GMOs may be hazardous to our health.
Companies proisvoditeli of GM seeds has a patent on the product and not allow independent researchers with their material unless they are under their control. They claim that GMOs are safe. Only in recent years appeared independent studies that prove that GMOs cause damage to the liver, kidneys, immune system and ability of reproduction in experimental animals
Disease resistance There are many viruses, fungi and bacteria that cause plant diseases. Plant biologists are working to create plants with genetically engineered resistance to these diseases
Nutrition Malnutrition is common in third world countries where poor people rely on a crop such as rice for staple food of the diet. However, rice does not contain enough of all the necessary nutrients to prevent malnutrition. If rice can be genetically engineered to contain additional vitamins and minerals, nutrient deficiencies can be alleviated. For example, blindness due to vitamin A deficiency is a common problem in third world countries. Researchers from the Swiss Federal Institute of Technology Institute of Plant Sciences have created a strain of "golden" rice containing an unusually high content of beta-carotene (vitamin A). Since this rice was funded by the Rockefeller Foundation, a non-profit organization, the Institute hopes to offer the golden rice seed free to any third world country that requests it. Plans are underway to develop a golden rice that also has increased iron content. However, the financial support that funded the creation of these two types of rice was not renewed, perhaps because of the energetic-GM food protesters in Europe and this nutrient-enhanced rice may not be available to all.
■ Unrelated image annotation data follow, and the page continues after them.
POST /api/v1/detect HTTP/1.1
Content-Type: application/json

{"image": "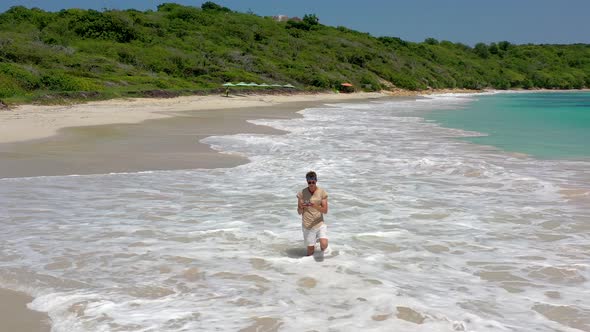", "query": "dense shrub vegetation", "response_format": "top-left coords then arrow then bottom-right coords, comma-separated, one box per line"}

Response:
0,2 -> 590,100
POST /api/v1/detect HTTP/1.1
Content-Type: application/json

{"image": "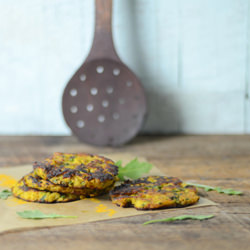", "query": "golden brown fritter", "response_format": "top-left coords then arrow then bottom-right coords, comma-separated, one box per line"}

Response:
33,153 -> 118,191
23,172 -> 113,198
110,176 -> 199,210
12,178 -> 80,203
Many allergic children in the U.S. and Europe have developed life-threatening allergies to peanuts and other foods. There is a possibility that the introduction of a gene in a plant may create a new allergen or cause an allergic reaction in susceptible individuals. The proposal to include a gene from Brazil nuts into soybeans was abandoned for fear of causing unexpected allergic reaktsii31. Extensive testing of GM foods may be required to avoid the possibility of harm to consumers with food allergies. Labelling of GM foods and food products will acquire new meaning, which we will discuss later.
Unknown effects on human health There is growing concern that introducing foreign genes into food plants may have unintended and negative impacts on human health. A recent article published in Lancet examined the effects of GM potatoes on the digestive tract of rats. This study argues that there are significant differences in the intestines of rats fed GM potatoes and rats fed unaltered potatoes. But critics say that this document and the monarch butterfly data, is flawed and does not hold up to scientific examination. Moreover, the gene was introduced into potato lectin snowdrop flowers, a substance known to be toxic to mammals. Scientists who have created this potato variety has chosen to use only the lectin gene testing methodology, and these potatoes were never intended for human or animal consumption
Overall, with the exception of possible allergies, scientists believe that GM foods pose no risk to human health.